Josh Geballe, the state’s chief operating officer and a former tech executive who likes to look at data, wondered Tuesday whether some were COVID-19 deaths that were not reported. Entirely possible, as many people died without a test.

“But probably more likely, much of that has to do with people avoiding care, avoiding important medical procedures,” Geballe said.

He urged anyone needing hospital care to get it. “It’s safe there, and we need people to seek the care that they need,” Geballe said.

A couple of final asides here. First, it’s been a good week for data releases. My colleague Jordan Fenster and I detailed five key pieces of data that were missing from public view, in a story this past Sunday. On Monday, the state released one of those — hospital admissions and discharges.

That report showed that 22 percent of all state residents admitted to Connecticu­t hospitals and no longer being treated in those hospitals, died — and 78 percent were discharged.

The release on mortality rates in 2020 satisfies a second of our list of five. Maybe we’ll go 5 for 5 this week. This still is important but it’s worth rememberin­g that reliable data doesn’t float up the Connecticu­t

River from the Long Island Sound. It takes a lot of careful effort to build.

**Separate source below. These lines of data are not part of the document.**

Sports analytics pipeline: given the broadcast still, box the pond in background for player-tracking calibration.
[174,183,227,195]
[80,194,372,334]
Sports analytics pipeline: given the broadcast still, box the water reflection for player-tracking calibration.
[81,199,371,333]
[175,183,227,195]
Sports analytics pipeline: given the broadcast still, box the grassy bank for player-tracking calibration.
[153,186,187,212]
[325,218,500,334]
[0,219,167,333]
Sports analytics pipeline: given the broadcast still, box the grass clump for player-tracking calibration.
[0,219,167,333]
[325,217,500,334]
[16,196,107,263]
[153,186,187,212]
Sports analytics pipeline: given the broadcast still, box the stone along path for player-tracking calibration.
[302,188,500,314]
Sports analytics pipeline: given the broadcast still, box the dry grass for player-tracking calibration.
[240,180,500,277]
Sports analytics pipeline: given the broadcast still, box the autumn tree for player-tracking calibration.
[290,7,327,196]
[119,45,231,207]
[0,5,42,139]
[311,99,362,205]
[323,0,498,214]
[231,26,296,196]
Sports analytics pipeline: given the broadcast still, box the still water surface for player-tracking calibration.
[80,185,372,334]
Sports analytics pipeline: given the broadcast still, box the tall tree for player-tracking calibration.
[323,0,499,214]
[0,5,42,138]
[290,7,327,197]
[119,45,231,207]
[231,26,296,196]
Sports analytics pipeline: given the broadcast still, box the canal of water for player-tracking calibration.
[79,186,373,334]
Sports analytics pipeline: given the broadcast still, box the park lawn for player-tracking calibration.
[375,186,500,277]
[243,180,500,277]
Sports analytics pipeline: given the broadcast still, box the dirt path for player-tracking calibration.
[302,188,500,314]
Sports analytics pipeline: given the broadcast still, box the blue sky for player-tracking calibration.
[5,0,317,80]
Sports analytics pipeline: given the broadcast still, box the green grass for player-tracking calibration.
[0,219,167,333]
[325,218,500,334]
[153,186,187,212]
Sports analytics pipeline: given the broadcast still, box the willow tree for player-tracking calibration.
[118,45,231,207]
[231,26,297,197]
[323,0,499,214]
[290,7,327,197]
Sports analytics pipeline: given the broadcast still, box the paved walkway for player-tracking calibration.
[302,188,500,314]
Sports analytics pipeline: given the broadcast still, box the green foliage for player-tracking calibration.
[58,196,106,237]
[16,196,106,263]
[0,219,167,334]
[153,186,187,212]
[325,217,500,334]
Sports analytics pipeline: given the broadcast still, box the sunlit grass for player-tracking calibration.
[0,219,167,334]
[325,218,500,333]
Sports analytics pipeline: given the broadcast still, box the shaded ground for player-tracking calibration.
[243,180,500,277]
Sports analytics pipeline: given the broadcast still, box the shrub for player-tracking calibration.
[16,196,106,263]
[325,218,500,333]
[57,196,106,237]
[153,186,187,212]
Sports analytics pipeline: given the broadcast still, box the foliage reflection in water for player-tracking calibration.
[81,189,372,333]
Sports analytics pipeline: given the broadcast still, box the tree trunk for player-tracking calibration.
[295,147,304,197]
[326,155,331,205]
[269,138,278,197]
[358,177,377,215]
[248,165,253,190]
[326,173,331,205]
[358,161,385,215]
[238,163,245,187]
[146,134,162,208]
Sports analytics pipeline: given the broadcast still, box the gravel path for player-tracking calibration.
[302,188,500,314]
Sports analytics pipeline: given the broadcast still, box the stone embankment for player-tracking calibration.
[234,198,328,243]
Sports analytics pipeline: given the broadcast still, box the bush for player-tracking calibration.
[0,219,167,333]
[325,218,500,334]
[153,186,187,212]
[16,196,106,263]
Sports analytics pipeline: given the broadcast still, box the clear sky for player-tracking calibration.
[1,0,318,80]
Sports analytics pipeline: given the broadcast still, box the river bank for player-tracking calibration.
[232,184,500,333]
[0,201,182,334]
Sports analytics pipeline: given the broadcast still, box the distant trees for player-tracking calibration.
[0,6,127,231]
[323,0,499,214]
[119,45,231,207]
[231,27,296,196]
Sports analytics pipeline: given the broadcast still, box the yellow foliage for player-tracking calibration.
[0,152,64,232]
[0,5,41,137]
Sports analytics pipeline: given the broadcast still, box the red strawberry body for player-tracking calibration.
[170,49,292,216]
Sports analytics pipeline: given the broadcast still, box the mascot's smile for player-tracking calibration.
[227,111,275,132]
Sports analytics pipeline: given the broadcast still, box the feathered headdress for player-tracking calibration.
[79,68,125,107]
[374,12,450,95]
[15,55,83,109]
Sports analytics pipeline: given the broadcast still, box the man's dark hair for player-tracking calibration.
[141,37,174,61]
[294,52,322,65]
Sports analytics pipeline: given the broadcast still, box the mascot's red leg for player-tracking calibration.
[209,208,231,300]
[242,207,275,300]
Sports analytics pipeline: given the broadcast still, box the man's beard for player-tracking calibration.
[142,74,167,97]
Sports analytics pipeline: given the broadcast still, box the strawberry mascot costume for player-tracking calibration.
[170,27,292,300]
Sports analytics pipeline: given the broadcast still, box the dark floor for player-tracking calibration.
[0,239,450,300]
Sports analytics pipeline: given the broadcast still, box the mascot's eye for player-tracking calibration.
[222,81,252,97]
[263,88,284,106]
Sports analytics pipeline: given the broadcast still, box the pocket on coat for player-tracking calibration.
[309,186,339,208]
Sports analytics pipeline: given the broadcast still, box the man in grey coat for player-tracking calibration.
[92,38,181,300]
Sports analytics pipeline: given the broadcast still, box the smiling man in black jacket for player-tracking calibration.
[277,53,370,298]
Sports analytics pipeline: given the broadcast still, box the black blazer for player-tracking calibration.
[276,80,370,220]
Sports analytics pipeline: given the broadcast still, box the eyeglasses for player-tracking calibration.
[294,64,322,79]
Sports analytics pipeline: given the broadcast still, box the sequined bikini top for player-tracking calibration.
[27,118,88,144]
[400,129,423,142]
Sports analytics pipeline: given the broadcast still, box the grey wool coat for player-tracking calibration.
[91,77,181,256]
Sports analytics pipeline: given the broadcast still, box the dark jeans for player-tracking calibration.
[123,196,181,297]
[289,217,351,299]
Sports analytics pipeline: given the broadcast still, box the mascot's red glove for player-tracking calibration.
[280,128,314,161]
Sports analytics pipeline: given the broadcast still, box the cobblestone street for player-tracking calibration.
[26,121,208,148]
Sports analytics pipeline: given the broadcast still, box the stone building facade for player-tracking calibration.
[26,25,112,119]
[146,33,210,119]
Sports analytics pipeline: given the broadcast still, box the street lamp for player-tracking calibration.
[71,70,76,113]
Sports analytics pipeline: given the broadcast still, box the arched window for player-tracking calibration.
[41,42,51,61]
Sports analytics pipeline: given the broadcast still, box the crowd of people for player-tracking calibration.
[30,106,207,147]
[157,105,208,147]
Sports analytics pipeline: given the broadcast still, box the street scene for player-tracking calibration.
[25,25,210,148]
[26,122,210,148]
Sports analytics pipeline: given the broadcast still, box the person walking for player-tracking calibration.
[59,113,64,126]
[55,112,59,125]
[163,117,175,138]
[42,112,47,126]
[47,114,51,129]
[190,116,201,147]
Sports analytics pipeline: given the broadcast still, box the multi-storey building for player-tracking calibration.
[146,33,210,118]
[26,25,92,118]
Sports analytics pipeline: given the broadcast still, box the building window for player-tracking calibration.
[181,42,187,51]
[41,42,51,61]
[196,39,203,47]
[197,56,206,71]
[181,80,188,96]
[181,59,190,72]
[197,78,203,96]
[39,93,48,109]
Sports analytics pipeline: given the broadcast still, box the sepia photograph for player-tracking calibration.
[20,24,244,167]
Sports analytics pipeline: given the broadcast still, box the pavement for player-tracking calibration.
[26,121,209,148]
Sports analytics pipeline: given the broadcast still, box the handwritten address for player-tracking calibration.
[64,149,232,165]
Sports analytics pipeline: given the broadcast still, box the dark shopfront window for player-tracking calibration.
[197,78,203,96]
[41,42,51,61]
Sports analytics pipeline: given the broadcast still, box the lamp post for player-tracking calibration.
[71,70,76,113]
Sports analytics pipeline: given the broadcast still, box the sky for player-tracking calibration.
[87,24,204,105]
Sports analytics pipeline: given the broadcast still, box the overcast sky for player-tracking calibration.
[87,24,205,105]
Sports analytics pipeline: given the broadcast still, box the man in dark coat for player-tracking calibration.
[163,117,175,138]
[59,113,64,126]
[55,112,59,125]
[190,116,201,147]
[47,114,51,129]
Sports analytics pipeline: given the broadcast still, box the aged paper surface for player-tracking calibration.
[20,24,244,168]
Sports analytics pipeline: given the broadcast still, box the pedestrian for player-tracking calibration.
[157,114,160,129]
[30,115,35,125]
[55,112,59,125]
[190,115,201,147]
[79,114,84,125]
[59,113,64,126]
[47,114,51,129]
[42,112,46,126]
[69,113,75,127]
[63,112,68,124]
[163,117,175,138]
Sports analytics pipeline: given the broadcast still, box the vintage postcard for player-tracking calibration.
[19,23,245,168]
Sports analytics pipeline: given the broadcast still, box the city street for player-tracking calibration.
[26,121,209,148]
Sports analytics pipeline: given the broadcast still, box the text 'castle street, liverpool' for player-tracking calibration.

For example, you may notice the COVID-19-related deaths added up to 4,043 in March, April and May, which is more than the number the state reported. That’s because these deaths include people from elsewhere who died here — and every one of them had to be researched for addresses, duplicatio­ns, causes of death and on and on.

That’s why it’s all the more amazing that the state Department of Public Health in April, 1919, with just a tiny staff, compiled the excess deaths data for September through December 1918 — when Connecticu­t sustained 8,488 influenza deaths.

And they did it by age group, and by town. (That crisis hit young adults, not old people.) Their data secret 101 years ago: No health privacy laws. That’s a column for a different day.